Walking Pasto, Colombia

Walking Pasto, Colombia

Many of us came from other places. But how often do we return? For forty years my husband and I had planned to someday, somehow return to Pasto, Colombia, a place we once called home. The city is so far off the North American travel radar that I wondered if we, having known and loved this place years ago, could find our way back.

It is possible to go. There are paved roads passing through. Airlines fly to a near-by airport. But I remember the isolation, the unpredictable roads and the difficulty of getting there. I remember the Trans-America Highway, which runs past the town, being closed twice a day for the parade of cows going to and coming back from the grassy pastures along the sides of the Galeras Volcano. I remember a very small city with a Colonial-style town center and unpaved streets running up toward the hills that circle the town.

Could we tolerate the travel that it takes to get back to our old home? The roads can be dangerous. I had ventured out many times by bus and remembered well the steep drop-offs and the hair-pin turns. Though I never experienced anything of the sort, travelers are now advised against nighttime journeys in this region because of robberies and kidnappings.

It was time to find out how far we were from our younger selves, who had reveled in this place so long ago. Pasto, Colombia.

We hire a taxi at the airport. Many of the turns in the road on the long ride to town are familiar. The most significant, just before we get into town, appears ahead and I feel like I am 24 years old again. I know this spot.

But then we take the turn, and a huge city reveals multi-storied, cemented, squared-off apartment complexes littering the hillsides. Suddenly I am lost, and I wonder how on earth things have changed this much. I have been gone a long time.

The taxi leaves us off in the historic center. This part of Pasto, I know. I heave my rolling suitcase over the familiar cobbled roadway and walk up to our residencia. The colonial façade is exactly the style I remember, sitting along a street that is exactly the same as I walked forty years before. I push open the double wooden door and am welcomed into an interior courtyard. We leave off our travel gear and head to the streets.

The annual Blacks and Whites Carnival (Carnaval de Negros y Blancos) is taking place all around us. I walk the streets with hundreds of other Pastusos and am enveloped with a sudsing of white foam. Yesterday, black oil paint would have been streaked onto my face by the fingers of gleeful strangers. Today, la cumbia – the music of Colombia – blasts from boom boxes and everyone – EVERYONE – holds spray containers of white foam, randomly dousing each other with the wet white powder. No one gets angry at this overly-intrusive act of joyful aggression. I walk among the crowd and begin to relive my past.

Down the street, we see a familiar corner, and head that direction. I walk up to the super-market where we shopped. Not the central park monument or the large colonial buildings surrounding the main square, but the place where I bought bread draws my attention. It has the same concrete steps, the same railing, the same street sign. But the store has a different name: ‘Sarin’s‘, is now ‘Exito‘.

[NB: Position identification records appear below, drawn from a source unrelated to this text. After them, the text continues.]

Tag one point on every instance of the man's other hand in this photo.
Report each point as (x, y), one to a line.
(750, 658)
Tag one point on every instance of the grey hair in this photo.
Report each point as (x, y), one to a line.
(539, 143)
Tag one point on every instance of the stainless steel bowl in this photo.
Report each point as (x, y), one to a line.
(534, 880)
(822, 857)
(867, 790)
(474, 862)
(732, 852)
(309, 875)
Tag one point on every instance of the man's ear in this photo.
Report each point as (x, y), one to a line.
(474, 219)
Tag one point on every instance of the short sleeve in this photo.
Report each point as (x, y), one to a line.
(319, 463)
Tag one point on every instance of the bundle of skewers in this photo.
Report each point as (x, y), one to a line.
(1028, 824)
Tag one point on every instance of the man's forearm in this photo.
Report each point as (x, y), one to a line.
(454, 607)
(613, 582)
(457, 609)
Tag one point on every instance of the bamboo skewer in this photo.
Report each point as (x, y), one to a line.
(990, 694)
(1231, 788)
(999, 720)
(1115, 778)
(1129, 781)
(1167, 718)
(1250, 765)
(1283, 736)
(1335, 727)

On the sidewalk, I buy bottled water from a woman who might be the daughter of the flower salesperson from forty years ago. I walk farther along the street and come to the corner where I used to turn on my way home.

Along the way, I recognize the two-story wooden building with the garage-like doors. I remember the two-toned colonial home that was on the street before my own. But as I walk to where I thought I used to live, things seem to have changed. My house isn’t where I thought it had been. I walk to the next block, but it’s not there either.

I retreat to the town center, where only the names of the stores have changed. Here, I can view the town as I remember it from the safety of the residencia‘s tiny balcony. The festival goes on in the streets below me, now with a thousand friendly revelers, and I have a momentary feeling of having found my old home.

I have five more days to find the exact house where I lived. But as I step closer to the edge of the balcony – music so loud my head pounds with the beat, the cobbled streets now completely white with the powdery wet spray – it doesn’t seem I need to feel any closer to my once hometown of Pasto.